US 2018 budget proposes to sell crude oil reserves, lease drilling in arctic

Interview article by Al Greenwood

COLORADO SPRINGS, Colorado (ICIS)–The resurgence of US oil production has made Chevron Phillips Chemical more optimistic about the outlook for ethane supplies, the company’s CEO said on Monday.

Oil production is important to the chemical industry because it also results in associated gas, which is rich in ethane and other natural gas liquids (NGLs), that the US plants use for feedstock.

Following the decline in oil prices, US companies reduced production, raising concerns about ethane supplies. While the US would have enough ethane to supply the new crackers being built, there were concerns about how expensive this ethane would be.

However, US producers have successfully cut costs, allowing them to make money even with oil prices well below $60/bbl.

The result has been a resurgence in crude production in the US. The nation’s oil and gas rig count rose for the 20th consecutive week, reaching 916.

US oil production is now at 9.34m bbl/day, close to the all-time record hit earlier in the decade, according to the Energy Information Administration (EIA).

Moreover, oil production is rising in areas that are relatively close to chemical plants. These areas are already well served by infrastructure and processing plants that can ship the resulting NGLs to crackers along the Gulf Coast.

These oil-producing regions include the SCOOP (South Central Oklahoma Oil Province), the Eagle Ford and the STACK (Sooner Trend Anadarko Canadian Kingfisher). But the standout is the Permian.

“What’s happening there is nothing short of phenomenal,” said Peter Cella, CEO of Chevron Phillips Chemical. He made his comments on the sidelines of the American Chemistry Council’s (ACC) Annual Meeting.

The Permian has been producing oil for close to a century, Cella said. He estimates that so far, companies have extracted 30bn bbl of oil and 14 trillion cubic feet (TCF) of gas from the Permian.

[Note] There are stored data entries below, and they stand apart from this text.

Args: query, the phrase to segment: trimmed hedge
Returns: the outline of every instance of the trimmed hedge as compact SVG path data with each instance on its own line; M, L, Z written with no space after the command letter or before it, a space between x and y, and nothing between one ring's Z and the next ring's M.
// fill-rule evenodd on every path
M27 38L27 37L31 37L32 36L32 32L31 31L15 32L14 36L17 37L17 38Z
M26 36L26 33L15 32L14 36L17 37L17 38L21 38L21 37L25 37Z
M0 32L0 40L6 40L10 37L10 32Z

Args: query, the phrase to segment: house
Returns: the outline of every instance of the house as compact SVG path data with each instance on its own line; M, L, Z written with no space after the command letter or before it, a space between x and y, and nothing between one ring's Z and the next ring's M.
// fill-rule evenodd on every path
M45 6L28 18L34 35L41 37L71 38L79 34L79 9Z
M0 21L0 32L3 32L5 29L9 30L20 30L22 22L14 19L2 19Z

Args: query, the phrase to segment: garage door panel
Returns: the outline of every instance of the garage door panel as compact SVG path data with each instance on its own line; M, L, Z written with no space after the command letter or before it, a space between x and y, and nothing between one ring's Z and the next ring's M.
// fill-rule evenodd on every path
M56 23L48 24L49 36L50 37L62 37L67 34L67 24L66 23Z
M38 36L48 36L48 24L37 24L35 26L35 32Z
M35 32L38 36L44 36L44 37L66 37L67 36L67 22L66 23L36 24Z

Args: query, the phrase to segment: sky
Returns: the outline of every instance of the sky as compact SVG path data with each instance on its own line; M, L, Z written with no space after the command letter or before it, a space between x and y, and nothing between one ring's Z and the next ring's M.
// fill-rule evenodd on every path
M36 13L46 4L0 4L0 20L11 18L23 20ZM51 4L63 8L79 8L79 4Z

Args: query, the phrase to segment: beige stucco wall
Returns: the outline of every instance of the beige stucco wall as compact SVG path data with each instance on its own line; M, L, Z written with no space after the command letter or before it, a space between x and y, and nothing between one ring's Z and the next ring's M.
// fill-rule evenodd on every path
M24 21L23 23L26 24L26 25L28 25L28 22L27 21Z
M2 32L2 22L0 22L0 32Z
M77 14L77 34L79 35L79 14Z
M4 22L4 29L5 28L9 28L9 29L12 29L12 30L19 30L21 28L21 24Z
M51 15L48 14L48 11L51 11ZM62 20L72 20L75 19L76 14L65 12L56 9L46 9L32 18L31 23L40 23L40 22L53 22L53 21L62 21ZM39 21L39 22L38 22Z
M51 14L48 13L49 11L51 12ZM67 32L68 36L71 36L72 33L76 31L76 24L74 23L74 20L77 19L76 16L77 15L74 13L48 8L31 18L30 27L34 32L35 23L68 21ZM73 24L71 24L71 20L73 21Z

There could be another 20bn bbl coming out.

This new generation of wells is producing tight oil, and as these wells age, they produce a larger proportion of gas, he said.

The Permian already has plenty of gas-processing capacity and NGL pipelines to take product to the Gulf Coast.

However, midstream companies have plans to build more.

DCP Midstream is planning an additional large-scale expansion of the Sand Hills natural gas liquids (NGL) pipeline from the Permian to the Gulf Coast.

Targa Resources plans to build a new common carrier natural gas liquids (NGL) pipeline from the Permian Basin to Mont Belvieu, Texas, the nation’s NGL hub.

Enterprise Products plans to build a pipeline to transport natural gas liquids (NGL) from the Permian Basin to Mont Belvieu.

A group of former executives from Energy Transfer Partners (ETP) has launched Aspen Midstream, having secured a $200m commitment from EnCap Flatrock Midstream and the management team of the new company.

EnCap has since made another equity commitment to create Cardinal Midstream III.

EnLink and Natural Gas Partners created a joint venture to build a processing plant in the Delaware basin.

Enterprise announced several projects back in June 2016

The annual meeting runs through Wednesday.